Piastrelle tenute con lo scotch.
Secchi d’acqua nelle aule.
Bagni dei disabili impraticabili.
Guaina del tetto distrutta.
Pareti che urlavano abbandono.
Ponticelli come spugna:
assorbiva pioggia e ingiustizie.
Queste non sono parole mie: sono foto, atti tecnici, articoli di stampa.
3. Questo era il cortile della scuola.
Ammassi di sedie e banchi rotti.
La testimonianza materiale della frase:
“La periferia può aspettare.”
Ma la periferia non aspetta.
Soffre.
Si arrabbia.
Cresce senza diritti.
Io, da preside, da uomo, da cittadino, ho raccolto tutto:
documenti, esposti, segnalazioni, lettere, fotografie.
Atti firmati anche dall’Ing. Eduardo Magliano, responsabile della sicurezza.
Atti che esistono ancora.
Chi vuole può venire a leggerli.
4. Questo invece è il campo dopo la bonifica.
Uno dei pochi miracoli fatti a mani nude, contro tutto.
Contro la pioggia.
Contro l’indifferenza.
Contro la retorica.
Una scuola che non aveva diritto di essere bella, e invece lo è diventata.
Perché la bellezza, a Ponticelli, è rivoluzione.
E nella foto ci sono io, col berretto, ancora in piedi, ancora a girare in bicicletta.
A controllare.
A testimoniare.
A dire: “Era possibile.”
5. E poi c’è l’arte dei bambini.
Il loro murales.
Il cuore, il Vesuvio, i colori.
Loro capivano più degli adulti.
Capivano che si può reagire, anche con un pennello.
6. E allora oggi dico: voi cantate una musica stonata.
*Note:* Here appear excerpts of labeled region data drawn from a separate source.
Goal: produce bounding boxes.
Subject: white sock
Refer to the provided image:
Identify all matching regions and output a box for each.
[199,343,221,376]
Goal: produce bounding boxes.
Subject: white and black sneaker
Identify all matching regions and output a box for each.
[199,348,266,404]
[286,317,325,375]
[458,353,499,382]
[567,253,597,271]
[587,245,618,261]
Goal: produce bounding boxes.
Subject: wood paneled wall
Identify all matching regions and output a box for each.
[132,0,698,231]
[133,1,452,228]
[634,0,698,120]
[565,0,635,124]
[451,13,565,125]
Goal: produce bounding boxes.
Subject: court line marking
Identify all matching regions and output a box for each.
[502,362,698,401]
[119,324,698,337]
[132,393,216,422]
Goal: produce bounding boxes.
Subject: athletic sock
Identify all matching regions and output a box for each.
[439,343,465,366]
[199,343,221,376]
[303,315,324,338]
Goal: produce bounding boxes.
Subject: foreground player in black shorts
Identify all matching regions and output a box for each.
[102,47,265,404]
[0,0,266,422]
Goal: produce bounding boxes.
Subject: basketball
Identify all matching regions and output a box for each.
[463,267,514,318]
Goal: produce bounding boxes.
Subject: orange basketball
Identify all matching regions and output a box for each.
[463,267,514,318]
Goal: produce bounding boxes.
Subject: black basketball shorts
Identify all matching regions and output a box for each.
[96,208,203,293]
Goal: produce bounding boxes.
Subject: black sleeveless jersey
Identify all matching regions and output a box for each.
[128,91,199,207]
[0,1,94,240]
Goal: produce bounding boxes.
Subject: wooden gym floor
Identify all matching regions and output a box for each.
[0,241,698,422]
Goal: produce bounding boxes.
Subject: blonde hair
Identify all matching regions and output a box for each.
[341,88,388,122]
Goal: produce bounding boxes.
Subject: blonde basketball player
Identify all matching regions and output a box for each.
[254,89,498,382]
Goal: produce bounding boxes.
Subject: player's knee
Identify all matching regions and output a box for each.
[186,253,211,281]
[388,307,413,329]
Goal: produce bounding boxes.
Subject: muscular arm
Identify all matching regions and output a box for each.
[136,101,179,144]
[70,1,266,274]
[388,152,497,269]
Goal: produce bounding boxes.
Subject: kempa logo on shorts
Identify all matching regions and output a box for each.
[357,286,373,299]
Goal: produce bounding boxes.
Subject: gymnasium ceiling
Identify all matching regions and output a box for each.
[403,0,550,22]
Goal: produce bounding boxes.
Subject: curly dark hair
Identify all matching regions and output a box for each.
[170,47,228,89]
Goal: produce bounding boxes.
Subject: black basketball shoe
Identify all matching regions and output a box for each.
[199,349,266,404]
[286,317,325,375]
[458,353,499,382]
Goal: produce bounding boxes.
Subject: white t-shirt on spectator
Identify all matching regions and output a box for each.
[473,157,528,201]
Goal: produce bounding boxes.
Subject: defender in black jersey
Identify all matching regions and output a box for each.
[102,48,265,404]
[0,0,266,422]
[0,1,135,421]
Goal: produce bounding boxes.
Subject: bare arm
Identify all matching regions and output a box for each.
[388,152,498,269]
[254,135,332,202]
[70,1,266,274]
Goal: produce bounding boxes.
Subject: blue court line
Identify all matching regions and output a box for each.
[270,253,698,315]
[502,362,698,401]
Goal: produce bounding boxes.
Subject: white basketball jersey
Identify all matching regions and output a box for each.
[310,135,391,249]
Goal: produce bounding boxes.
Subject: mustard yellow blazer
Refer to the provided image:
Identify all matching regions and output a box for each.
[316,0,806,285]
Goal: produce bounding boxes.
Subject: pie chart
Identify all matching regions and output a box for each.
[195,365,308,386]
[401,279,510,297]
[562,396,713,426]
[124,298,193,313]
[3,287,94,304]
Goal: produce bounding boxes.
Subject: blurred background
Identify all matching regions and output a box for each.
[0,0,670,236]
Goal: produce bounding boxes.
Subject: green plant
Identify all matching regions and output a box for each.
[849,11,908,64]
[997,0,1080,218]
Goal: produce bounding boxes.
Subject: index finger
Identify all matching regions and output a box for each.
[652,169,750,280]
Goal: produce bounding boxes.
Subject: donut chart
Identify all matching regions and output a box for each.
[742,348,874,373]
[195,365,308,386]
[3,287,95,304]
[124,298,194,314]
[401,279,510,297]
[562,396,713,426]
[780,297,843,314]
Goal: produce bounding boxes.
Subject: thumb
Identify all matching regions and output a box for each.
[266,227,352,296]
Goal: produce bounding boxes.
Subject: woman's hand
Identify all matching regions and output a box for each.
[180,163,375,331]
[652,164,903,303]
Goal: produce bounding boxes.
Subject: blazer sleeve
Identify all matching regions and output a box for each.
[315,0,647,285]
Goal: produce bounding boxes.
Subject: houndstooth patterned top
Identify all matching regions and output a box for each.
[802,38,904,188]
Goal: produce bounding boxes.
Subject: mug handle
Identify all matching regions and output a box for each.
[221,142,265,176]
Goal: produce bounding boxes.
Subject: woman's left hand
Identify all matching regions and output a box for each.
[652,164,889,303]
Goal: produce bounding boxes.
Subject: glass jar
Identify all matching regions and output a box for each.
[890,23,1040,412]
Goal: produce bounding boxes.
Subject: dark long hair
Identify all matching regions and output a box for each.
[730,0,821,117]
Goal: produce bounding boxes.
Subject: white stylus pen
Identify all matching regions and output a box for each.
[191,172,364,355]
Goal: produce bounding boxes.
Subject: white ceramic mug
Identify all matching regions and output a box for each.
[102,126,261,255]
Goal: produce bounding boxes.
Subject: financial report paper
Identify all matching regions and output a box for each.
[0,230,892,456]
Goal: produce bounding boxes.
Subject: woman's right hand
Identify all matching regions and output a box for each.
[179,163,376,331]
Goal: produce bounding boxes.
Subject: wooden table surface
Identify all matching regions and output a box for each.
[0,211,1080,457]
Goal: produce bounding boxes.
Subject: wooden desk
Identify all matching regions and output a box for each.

Chi oggi parla di “cambiamento”, “sviluppo educativo” e “grande attenzione per le periferie”…
ma non è mai entrato in queste aule…
non ha mai sentito l’odore di muffa…
non ha mai asciugato un corridoio…
non ha mai guardato negli occhi una madre disperata…
canta una musica stonata.
Io, invece, cammino per le strade di questa città.
Parlo con chi soffre, con chi ha perso la fiducia, con chi non ha voce.
E attraverso Radio Rambow, che è la mia voce e la mia TV di strada,
continuo a raccontare ciò che nessuno racconta:
la verità delle periferie.
7. 2026 – Anno di svolta.
L’ho scritto, e lo riscrivo qui:
2026 deve essere l’anno in cui le periferie non chiedono più: pretendono.
In un angolo della nostra futura pittografia comparirà questa frase:
“2026 – ANNO DI SVOLTA”
E lo sarà.
Perché stavolta la storia la raccontiamo noi.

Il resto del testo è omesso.